But good luck to everyone who's in for the big challenge. So exciting. And Daphne, your challenge sounds very challenging, too. Good luck with it! π
Amy
I've never participated in NaNoWriMo. Almost every year it's come up, I've already been in the middle of writing another novel, and I didn't want to set it aside to do something that no one would want to read afterwards. One year I happened to be at a rare lull between writing projects. Egged on by my fellow Clarion alums, I signed up, but quit a few days in because I needed to take a break and revise a novel that an agent was interested in looking at (hi Kate!)
I think of NaNoWriMo as being similar to that book DRAWING ON THE RIGHT SIDE OF THE BRAIN. I've heard that both are amazing tools for people who tend to get in their own way when it comes to creation. There are people who love these tools and tricks, and people who swear by them. They aren't for everyone. I don't think they are for me.
DRAWING ON THE RIGHT SIDE OF THE BRAIN drove me insane because by the time I encountered it, I had already been in art classes for four years, and what I wanted and needed was a classical education to hone what I'd already learned. I already knew I could draw, and I didn't need silly games to 'trick' me into it. NaNoWriMo drove me crazy because while I have, on occasion, written very swiftly (I once wrote a 90,000 word novel in three weeks), that was during a rather introverted and obsessive point in my life and I never seek to repeat it. Writing is great. Balance is also great.
I know a lot of people get camaraderie out of NaNoWriMo, and I know a lot of people love the feeling of satisfaction they get from winning. If you hardly write all year, and partaking in NaNoWriMo doubles (or more) your yearly word count, then it's probably a good exercise to keep your hand in.

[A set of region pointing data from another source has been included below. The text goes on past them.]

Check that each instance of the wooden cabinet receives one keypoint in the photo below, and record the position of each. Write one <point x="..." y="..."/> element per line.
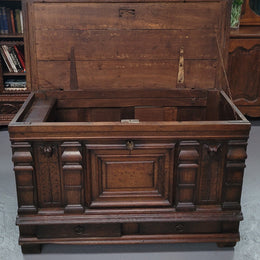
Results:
<point x="128" y="136"/>
<point x="244" y="62"/>
<point x="10" y="100"/>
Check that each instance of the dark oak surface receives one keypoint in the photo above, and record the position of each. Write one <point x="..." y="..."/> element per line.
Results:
<point x="10" y="101"/>
<point x="129" y="137"/>
<point x="244" y="63"/>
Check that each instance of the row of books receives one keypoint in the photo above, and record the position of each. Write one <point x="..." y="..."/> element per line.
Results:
<point x="13" y="57"/>
<point x="11" y="21"/>
<point x="15" y="84"/>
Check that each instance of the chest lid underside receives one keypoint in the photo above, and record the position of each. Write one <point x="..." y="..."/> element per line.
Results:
<point x="86" y="45"/>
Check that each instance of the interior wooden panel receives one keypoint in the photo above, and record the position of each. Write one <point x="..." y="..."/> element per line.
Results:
<point x="124" y="44"/>
<point x="86" y="16"/>
<point x="126" y="74"/>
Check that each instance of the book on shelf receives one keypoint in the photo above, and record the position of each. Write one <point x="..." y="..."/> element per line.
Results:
<point x="13" y="58"/>
<point x="15" y="84"/>
<point x="11" y="21"/>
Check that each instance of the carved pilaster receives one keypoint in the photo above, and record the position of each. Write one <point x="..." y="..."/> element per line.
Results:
<point x="48" y="175"/>
<point x="73" y="176"/>
<point x="25" y="178"/>
<point x="234" y="171"/>
<point x="212" y="165"/>
<point x="187" y="171"/>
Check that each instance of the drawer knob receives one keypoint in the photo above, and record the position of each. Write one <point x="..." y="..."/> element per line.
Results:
<point x="79" y="229"/>
<point x="130" y="145"/>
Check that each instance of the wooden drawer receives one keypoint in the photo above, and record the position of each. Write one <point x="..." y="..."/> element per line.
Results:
<point x="78" y="230"/>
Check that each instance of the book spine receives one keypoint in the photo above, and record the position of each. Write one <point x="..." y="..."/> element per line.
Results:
<point x="18" y="53"/>
<point x="9" y="20"/>
<point x="5" y="21"/>
<point x="21" y="20"/>
<point x="18" y="20"/>
<point x="5" y="48"/>
<point x="12" y="20"/>
<point x="1" y="22"/>
<point x="15" y="59"/>
<point x="6" y="60"/>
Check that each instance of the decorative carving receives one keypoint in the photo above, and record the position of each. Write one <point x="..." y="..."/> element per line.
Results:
<point x="71" y="157"/>
<point x="187" y="171"/>
<point x="233" y="178"/>
<point x="25" y="179"/>
<point x="48" y="175"/>
<point x="211" y="173"/>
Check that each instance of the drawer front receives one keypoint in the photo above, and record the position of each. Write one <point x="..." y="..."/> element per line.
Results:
<point x="78" y="230"/>
<point x="133" y="174"/>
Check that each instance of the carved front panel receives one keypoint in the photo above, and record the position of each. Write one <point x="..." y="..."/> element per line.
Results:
<point x="124" y="175"/>
<point x="48" y="175"/>
<point x="25" y="177"/>
<point x="234" y="171"/>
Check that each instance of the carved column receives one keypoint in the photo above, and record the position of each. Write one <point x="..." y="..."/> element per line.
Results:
<point x="212" y="165"/>
<point x="48" y="175"/>
<point x="187" y="171"/>
<point x="234" y="172"/>
<point x="73" y="176"/>
<point x="25" y="177"/>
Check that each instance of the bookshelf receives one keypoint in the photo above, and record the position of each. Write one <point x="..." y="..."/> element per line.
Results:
<point x="13" y="91"/>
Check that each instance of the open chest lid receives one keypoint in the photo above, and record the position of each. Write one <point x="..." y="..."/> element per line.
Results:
<point x="109" y="44"/>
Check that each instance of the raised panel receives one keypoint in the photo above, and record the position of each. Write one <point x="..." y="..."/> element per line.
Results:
<point x="129" y="174"/>
<point x="122" y="178"/>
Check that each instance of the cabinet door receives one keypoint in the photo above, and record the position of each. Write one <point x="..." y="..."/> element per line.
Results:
<point x="130" y="174"/>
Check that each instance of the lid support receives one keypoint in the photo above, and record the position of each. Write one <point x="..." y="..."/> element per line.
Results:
<point x="73" y="70"/>
<point x="181" y="78"/>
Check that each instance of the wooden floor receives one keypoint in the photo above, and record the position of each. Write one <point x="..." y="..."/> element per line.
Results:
<point x="247" y="248"/>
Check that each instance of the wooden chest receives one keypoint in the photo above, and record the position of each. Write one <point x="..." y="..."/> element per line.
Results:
<point x="128" y="137"/>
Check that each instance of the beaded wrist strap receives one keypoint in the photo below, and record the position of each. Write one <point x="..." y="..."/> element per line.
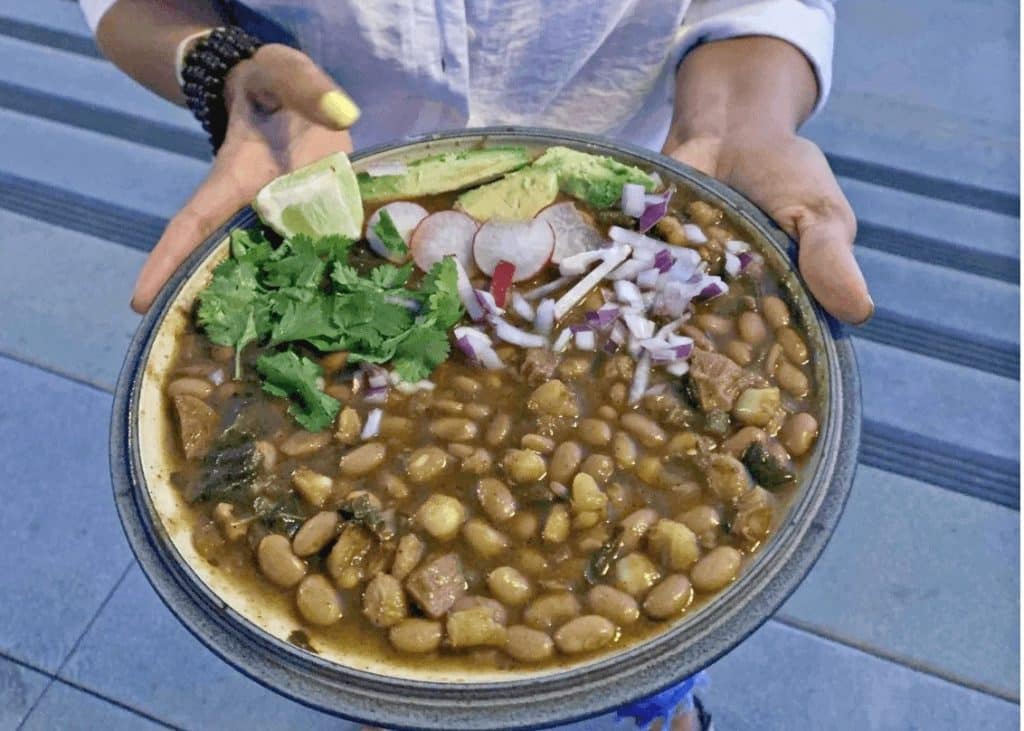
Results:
<point x="206" y="67"/>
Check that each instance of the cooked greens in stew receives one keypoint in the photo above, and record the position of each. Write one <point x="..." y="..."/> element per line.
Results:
<point x="528" y="412"/>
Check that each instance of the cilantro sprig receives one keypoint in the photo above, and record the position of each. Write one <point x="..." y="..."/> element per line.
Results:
<point x="310" y="294"/>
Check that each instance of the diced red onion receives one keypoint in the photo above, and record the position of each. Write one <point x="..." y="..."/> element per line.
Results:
<point x="664" y="260"/>
<point x="373" y="425"/>
<point x="521" y="307"/>
<point x="633" y="200"/>
<point x="467" y="294"/>
<point x="639" y="327"/>
<point x="562" y="340"/>
<point x="579" y="263"/>
<point x="395" y="167"/>
<point x="693" y="233"/>
<point x="641" y="377"/>
<point x="680" y="368"/>
<point x="654" y="211"/>
<point x="602" y="316"/>
<point x="486" y="301"/>
<point x="647" y="280"/>
<point x="544" y="319"/>
<point x="629" y="293"/>
<point x="510" y="334"/>
<point x="545" y="290"/>
<point x="586" y="340"/>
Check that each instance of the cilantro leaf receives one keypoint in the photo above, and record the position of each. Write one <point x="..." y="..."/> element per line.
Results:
<point x="233" y="309"/>
<point x="290" y="376"/>
<point x="439" y="291"/>
<point x="420" y="351"/>
<point x="388" y="234"/>
<point x="296" y="263"/>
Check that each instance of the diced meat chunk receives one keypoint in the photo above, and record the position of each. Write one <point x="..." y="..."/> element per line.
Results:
<point x="717" y="381"/>
<point x="437" y="585"/>
<point x="198" y="424"/>
<point x="539" y="366"/>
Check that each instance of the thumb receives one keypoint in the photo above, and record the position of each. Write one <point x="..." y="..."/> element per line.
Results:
<point x="830" y="270"/>
<point x="282" y="76"/>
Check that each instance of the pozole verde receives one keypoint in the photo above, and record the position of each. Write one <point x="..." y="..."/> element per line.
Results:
<point x="528" y="420"/>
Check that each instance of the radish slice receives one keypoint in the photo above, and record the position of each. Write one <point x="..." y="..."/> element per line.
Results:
<point x="443" y="233"/>
<point x="500" y="283"/>
<point x="573" y="232"/>
<point x="526" y="245"/>
<point x="406" y="216"/>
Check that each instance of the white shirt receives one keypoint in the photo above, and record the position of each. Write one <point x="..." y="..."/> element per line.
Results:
<point x="605" y="68"/>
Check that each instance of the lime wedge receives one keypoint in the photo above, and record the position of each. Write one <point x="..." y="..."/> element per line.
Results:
<point x="318" y="200"/>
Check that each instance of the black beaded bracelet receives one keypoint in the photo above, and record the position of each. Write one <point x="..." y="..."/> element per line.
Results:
<point x="205" y="69"/>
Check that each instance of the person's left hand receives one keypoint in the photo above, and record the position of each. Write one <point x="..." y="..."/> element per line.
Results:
<point x="790" y="179"/>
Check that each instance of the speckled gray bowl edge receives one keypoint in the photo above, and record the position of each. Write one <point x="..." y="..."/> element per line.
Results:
<point x="524" y="702"/>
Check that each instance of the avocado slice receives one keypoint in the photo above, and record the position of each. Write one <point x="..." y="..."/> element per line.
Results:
<point x="440" y="173"/>
<point x="519" y="196"/>
<point x="593" y="178"/>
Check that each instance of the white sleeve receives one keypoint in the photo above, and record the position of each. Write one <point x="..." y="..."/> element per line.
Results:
<point x="808" y="25"/>
<point x="93" y="10"/>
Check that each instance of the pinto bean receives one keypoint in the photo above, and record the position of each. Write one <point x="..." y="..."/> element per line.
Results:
<point x="669" y="598"/>
<point x="527" y="645"/>
<point x="585" y="634"/>
<point x="716" y="569"/>
<point x="363" y="460"/>
<point x="278" y="562"/>
<point x="496" y="500"/>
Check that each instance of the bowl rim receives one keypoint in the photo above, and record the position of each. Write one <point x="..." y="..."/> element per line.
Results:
<point x="530" y="701"/>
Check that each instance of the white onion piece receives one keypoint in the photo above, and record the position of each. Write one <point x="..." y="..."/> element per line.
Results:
<point x="393" y="167"/>
<point x="550" y="288"/>
<point x="639" y="327"/>
<point x="693" y="233"/>
<point x="732" y="265"/>
<point x="585" y="340"/>
<point x="544" y="319"/>
<point x="629" y="293"/>
<point x="521" y="307"/>
<point x="633" y="201"/>
<point x="510" y="334"/>
<point x="467" y="294"/>
<point x="562" y="341"/>
<point x="641" y="377"/>
<point x="647" y="280"/>
<point x="579" y="263"/>
<point x="613" y="257"/>
<point x="373" y="425"/>
<point x="680" y="368"/>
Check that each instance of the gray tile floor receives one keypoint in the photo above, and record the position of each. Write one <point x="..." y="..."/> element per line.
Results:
<point x="908" y="621"/>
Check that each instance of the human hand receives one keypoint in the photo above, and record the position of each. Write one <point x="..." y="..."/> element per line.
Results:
<point x="284" y="113"/>
<point x="788" y="178"/>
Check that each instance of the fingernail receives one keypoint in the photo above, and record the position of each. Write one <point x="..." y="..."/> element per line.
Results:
<point x="870" y="311"/>
<point x="340" y="109"/>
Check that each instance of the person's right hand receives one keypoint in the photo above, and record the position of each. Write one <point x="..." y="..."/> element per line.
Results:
<point x="284" y="112"/>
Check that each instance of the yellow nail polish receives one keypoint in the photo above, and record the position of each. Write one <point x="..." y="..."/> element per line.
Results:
<point x="340" y="109"/>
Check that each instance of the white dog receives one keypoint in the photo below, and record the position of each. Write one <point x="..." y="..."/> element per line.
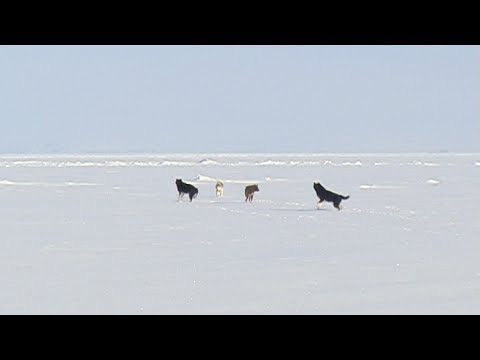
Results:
<point x="219" y="188"/>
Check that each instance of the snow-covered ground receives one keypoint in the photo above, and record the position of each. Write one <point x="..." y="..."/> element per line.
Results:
<point x="105" y="234"/>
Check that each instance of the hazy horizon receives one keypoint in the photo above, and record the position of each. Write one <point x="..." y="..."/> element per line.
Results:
<point x="239" y="99"/>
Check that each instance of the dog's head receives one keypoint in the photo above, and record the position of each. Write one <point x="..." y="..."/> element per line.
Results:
<point x="318" y="187"/>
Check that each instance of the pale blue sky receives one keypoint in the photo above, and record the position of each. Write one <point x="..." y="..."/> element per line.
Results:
<point x="239" y="99"/>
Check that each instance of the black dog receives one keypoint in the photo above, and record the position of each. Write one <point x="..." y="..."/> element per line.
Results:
<point x="326" y="195"/>
<point x="184" y="188"/>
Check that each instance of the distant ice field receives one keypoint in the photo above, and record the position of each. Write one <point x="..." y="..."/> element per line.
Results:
<point x="104" y="234"/>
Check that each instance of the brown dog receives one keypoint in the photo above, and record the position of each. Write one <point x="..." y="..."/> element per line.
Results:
<point x="249" y="191"/>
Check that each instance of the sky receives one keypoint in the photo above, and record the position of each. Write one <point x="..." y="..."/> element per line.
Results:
<point x="182" y="99"/>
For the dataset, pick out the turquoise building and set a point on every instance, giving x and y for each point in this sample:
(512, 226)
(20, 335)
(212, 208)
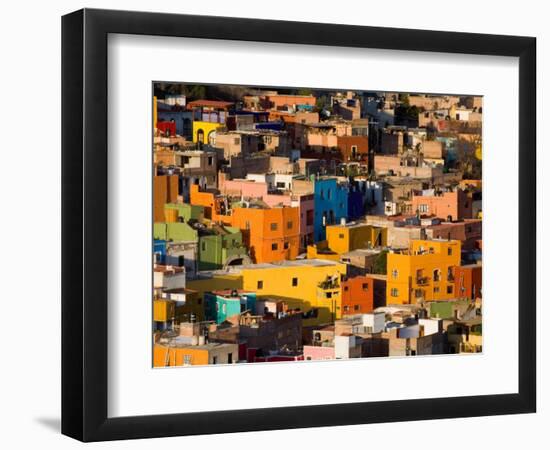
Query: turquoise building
(220, 305)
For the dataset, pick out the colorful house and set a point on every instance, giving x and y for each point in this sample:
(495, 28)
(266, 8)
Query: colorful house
(165, 190)
(451, 205)
(424, 272)
(349, 236)
(222, 305)
(208, 117)
(220, 246)
(468, 281)
(176, 353)
(357, 295)
(271, 234)
(346, 237)
(178, 212)
(310, 285)
(331, 205)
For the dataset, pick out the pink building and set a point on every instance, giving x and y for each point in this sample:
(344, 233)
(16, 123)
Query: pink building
(317, 353)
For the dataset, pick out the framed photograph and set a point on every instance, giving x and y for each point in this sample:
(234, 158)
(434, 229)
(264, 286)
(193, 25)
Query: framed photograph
(272, 225)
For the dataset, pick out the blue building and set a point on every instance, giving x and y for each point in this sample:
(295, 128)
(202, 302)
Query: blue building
(331, 205)
(356, 203)
(159, 250)
(220, 305)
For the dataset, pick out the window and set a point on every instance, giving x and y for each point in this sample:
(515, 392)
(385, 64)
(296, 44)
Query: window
(309, 217)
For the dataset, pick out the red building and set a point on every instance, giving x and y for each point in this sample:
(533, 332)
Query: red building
(168, 128)
(357, 295)
(353, 148)
(468, 281)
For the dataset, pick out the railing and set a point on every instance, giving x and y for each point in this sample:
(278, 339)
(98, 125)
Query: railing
(422, 281)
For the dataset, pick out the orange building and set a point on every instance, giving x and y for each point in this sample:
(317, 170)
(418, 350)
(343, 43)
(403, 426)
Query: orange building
(213, 203)
(271, 234)
(468, 281)
(165, 190)
(357, 295)
(456, 205)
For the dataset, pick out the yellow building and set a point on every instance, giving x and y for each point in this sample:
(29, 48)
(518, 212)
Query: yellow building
(311, 285)
(178, 305)
(203, 131)
(344, 238)
(424, 272)
(347, 237)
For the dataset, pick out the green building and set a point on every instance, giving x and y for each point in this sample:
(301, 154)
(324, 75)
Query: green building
(221, 246)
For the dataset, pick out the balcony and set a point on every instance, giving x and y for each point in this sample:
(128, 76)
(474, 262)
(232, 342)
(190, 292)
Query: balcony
(422, 281)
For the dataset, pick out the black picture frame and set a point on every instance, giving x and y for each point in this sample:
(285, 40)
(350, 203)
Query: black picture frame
(84, 224)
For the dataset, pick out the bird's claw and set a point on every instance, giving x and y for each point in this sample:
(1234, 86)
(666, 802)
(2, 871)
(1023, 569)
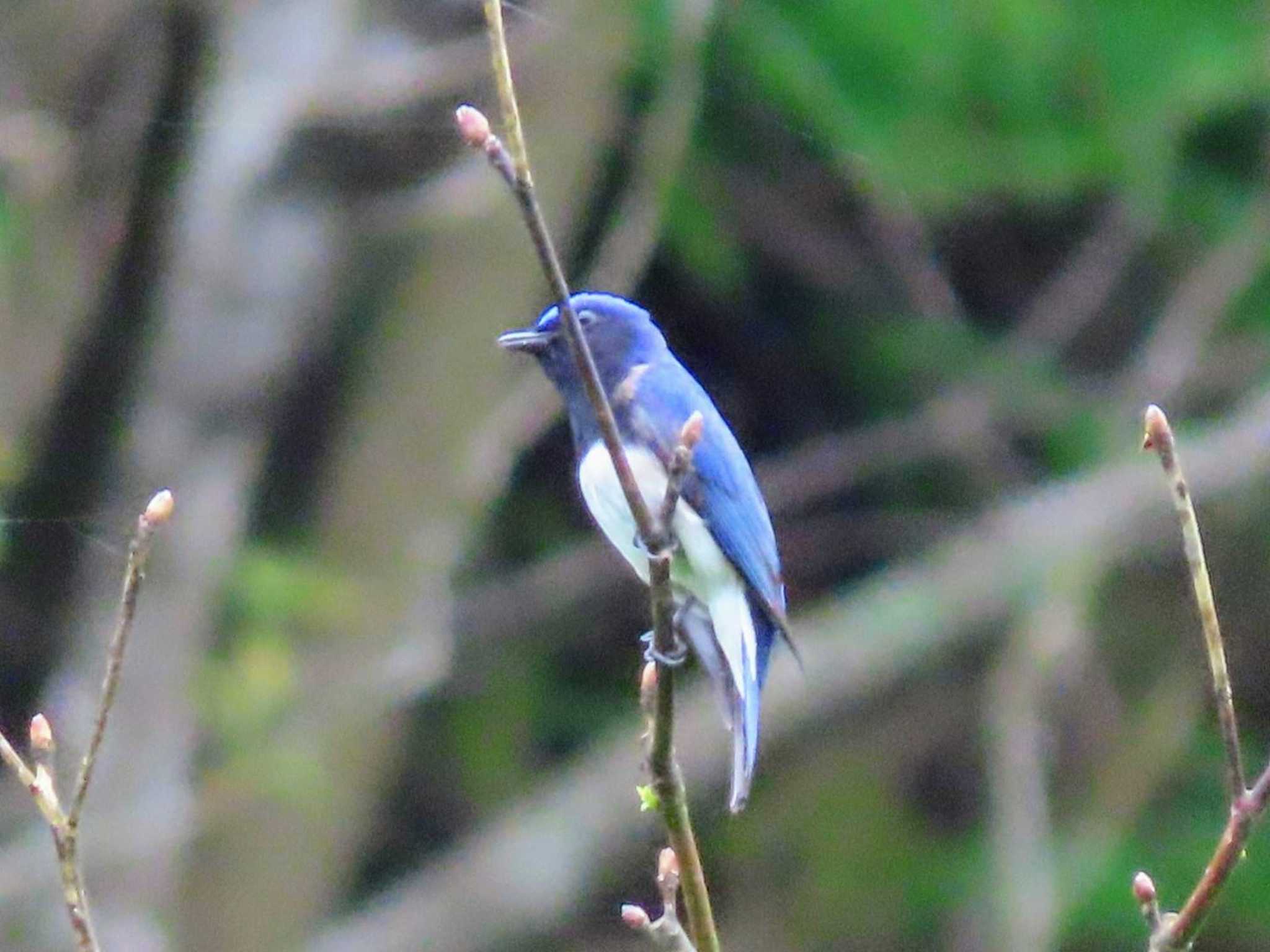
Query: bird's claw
(671, 660)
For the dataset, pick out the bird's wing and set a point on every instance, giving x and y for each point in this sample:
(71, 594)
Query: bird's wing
(721, 485)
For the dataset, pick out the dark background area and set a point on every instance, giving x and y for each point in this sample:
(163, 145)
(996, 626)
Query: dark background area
(933, 262)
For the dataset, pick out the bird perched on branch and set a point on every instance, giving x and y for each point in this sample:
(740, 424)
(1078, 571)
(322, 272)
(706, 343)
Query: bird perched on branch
(726, 574)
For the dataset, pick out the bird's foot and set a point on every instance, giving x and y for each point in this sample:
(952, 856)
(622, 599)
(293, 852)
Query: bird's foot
(671, 660)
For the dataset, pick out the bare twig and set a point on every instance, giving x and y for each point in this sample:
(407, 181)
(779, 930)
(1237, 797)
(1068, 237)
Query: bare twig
(665, 932)
(653, 532)
(1160, 437)
(40, 782)
(156, 513)
(1176, 931)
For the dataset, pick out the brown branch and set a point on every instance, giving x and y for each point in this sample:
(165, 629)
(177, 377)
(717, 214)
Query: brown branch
(654, 532)
(1160, 437)
(156, 513)
(1176, 931)
(40, 782)
(665, 932)
(672, 798)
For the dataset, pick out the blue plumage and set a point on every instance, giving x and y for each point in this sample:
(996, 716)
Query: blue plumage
(727, 575)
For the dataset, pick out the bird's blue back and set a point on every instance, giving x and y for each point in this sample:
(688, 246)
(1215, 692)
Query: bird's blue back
(721, 485)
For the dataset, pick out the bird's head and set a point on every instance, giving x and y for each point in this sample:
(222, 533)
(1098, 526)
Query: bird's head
(620, 335)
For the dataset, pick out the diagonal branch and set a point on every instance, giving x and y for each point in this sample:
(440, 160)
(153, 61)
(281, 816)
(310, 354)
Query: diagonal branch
(1160, 437)
(1173, 932)
(40, 783)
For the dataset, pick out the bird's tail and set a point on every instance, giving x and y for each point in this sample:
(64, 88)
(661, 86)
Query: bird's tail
(746, 707)
(733, 644)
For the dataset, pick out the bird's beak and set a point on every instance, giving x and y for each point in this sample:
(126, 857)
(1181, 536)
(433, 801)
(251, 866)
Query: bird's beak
(528, 340)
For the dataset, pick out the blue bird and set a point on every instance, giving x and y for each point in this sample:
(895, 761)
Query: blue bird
(727, 573)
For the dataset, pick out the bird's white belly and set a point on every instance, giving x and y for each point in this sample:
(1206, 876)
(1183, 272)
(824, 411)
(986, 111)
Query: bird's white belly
(701, 566)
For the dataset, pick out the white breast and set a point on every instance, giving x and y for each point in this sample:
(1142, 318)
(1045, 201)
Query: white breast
(700, 569)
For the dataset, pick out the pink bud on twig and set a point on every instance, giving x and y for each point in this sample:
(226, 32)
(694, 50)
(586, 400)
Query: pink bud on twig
(473, 126)
(159, 509)
(41, 734)
(636, 917)
(1143, 889)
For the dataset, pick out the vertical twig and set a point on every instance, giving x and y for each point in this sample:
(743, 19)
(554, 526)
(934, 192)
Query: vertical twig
(40, 783)
(139, 553)
(665, 932)
(1171, 932)
(1160, 437)
(653, 532)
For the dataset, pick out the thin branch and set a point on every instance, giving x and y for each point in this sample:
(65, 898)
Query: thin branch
(40, 782)
(665, 932)
(667, 777)
(1160, 437)
(654, 534)
(1171, 932)
(156, 513)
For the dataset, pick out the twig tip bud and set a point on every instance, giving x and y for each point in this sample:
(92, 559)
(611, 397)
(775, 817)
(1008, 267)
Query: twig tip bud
(1143, 889)
(41, 734)
(1157, 432)
(636, 917)
(473, 126)
(159, 509)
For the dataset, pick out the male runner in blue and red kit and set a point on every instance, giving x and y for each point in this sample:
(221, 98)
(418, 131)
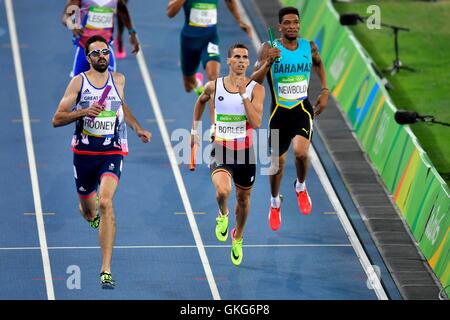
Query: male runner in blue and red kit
(94, 101)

But I think NaNoWriMo is like hiking a hundred miles in one day. On one hand, you're doing it with friends, and everyone's with you cheering you on. On the other hand, doesn't that make you feel kind of burned out on hiking afterward? Especially if you don't hike that much during the rest of the year? If it's a choice between NaNoWriMo and hardly any writing at all, then yes! Sign up and chart your word count! But if you already have good writing "habits" (ie. write every day), then NaNoWriMo seems kind of arbitrary and superfluous.
I think "let the first draft suck" can be a nice catch phrase, but another great phrase is "quality work has no fear of time." If you want to have fun with your friends and challenge yourself, NaNoWriMo sounds great. But if you want to write a good novel, you are probably going to need more than a month.
In response to part of Kater's reply, I think if hiking a hundred miles in one day shows you that you can hike that much in one day, you are more apt to continue hiking (perhaps not quite as far every day) because you know that you can do it π I think that's what most people get out of NaNo, especially first-time Wrimos. They start to believe that Yes, they can write an entire book. I think breaking through that "but I'm not good enough" stage is a huge part of NaNo. Until you break through that you will never write a bad *or* good first draft, much less go on to revise and eventually publish.
This year I am trying to write a Good first draft to challenge myself even more. No word padding, no dialogue for miles. That's my favorite part about NaNo – you can make it work for what you need to do π
But yeah, I know it doesn't work for everyone. My husband (the actual English major of the two of us) tried it once, got twenty words in, and proclaimed it crap π Now November is his least favorite month!